Vulval and vaginal cancer
See: See: Vulval cancer – early detection and referral and
Vaginal cancer – early detection and referral
Vulval and vaginal cancers are the least common types of
gynaecological cancer in New Zealand. Most vulval cancers
are squamous cell carcinoma and are usually related to highrisk HPV infection or vulval inflammatory disorders such as
lichen sclerosus. The majority of primary vaginal cancers are
also squamous cell carcinoma; however, these are rare. Instead,
most cancers affecting the vagina are secondary, involving
metastases from another site such as the cervix.

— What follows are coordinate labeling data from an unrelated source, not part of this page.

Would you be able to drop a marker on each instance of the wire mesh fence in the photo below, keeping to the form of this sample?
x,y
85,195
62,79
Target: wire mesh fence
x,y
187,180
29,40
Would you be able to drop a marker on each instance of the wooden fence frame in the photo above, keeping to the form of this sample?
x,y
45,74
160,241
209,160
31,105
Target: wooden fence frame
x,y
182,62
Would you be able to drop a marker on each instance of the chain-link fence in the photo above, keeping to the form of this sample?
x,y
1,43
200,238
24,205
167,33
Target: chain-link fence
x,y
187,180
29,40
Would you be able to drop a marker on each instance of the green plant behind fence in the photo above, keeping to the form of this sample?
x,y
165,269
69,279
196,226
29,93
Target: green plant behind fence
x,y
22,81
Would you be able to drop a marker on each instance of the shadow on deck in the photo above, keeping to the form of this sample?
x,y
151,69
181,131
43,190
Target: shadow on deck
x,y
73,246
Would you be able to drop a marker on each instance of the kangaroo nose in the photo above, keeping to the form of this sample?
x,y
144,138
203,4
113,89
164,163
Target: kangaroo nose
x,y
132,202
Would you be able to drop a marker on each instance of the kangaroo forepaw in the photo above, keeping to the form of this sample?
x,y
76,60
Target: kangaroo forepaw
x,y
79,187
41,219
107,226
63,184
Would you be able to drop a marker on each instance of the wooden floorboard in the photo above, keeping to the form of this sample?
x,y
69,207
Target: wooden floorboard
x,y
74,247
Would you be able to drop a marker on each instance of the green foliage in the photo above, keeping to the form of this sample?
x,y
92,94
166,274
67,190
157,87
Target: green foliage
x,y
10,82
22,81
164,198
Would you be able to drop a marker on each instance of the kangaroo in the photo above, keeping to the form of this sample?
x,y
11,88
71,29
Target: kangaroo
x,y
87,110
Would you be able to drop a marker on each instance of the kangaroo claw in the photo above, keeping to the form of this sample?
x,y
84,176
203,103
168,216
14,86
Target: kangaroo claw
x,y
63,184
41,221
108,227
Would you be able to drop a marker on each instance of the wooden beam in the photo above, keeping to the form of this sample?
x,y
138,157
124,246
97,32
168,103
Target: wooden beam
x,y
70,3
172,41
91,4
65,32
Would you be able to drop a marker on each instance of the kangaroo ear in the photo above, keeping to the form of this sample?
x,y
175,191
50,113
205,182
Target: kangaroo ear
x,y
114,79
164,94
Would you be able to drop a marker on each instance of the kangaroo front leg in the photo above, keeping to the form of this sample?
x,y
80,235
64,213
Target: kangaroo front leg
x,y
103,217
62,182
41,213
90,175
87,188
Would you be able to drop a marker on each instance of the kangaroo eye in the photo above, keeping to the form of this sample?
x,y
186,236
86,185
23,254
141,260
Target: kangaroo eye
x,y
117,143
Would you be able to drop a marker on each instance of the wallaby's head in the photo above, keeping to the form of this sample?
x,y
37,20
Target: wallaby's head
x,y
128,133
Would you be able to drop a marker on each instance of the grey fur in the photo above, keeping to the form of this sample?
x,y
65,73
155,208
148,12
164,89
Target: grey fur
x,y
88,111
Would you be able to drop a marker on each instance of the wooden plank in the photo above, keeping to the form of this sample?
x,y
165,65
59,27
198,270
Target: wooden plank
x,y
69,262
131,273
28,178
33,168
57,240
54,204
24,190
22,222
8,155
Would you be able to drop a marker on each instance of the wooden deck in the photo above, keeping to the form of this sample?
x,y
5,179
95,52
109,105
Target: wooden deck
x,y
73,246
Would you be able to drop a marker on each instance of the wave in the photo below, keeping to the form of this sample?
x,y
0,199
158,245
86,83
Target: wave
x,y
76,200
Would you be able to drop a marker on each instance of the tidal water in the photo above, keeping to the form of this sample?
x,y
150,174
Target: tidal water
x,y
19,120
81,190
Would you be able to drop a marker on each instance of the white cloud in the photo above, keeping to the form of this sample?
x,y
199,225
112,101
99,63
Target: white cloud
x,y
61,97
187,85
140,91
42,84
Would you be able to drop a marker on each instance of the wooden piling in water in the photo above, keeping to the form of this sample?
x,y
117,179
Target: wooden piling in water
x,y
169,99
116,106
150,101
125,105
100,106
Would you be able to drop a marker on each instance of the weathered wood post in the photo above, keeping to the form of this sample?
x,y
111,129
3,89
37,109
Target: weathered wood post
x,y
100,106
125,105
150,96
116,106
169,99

- Have you ever had a patient diagnosed with vulval or
vaginal cancer, and if so, what were the symptoms or
signs that made you suspect it? Have you ever identified
a suspicious vulval or vaginal lesion as an incidental
finding?
- Before reading this article, were you aware of the
increased risk of vulval cancer associated with lichen
sclerosus? Thinking back to if there was a time when a
patient of yours was diagnosed with lichen sclerosus, did
you discuss vulval cancer risk? What, if any, surveillance
or follow-up plan was put in place?
- When the cervical screening programme changes to HPV
testing with the option of self-testing, how do you think
this will affect opportunistic detection of lesions or other
abnormalities? In your experience, do patients tend to
notice lesions themselves first anyway?
Follow-up and surveillance
See: Gynaecological cancers – follow-up and surveillance
Follow-up and surveillance of patients who have undergone
curative-intent treatment for gynaecological cancer is an
opportunity to identify recurrence as early as possible, and
therefore optimise outcomes. Most cases of recurrence
occur within two to three years post-treatment and patients
are generally symptomatic; patients must be encouraged to
seek advice if symptoms occur between scheduled follow-up
appointments.
- Are you currently involved in the management of any
patients post-treatment for gynaecological cancer? If so,
what is your role?
- Were you surprised that evidence shows that most
patients experience gynaecological cancer recurrence
within two to three years post-treatment? Is this
generally the case in your experience? Were you aware
that vulval cancer may recur at a much later time than
other gynaecological cancers?
- In your experience, how do you find patients cope after
having treatment for gynaecological cancer and being
faced with the potential for recurrence? What strategies
have you found successful at improving the mental
health and wellbeing of these patients? Do you have any
support groups in your area that you recommend?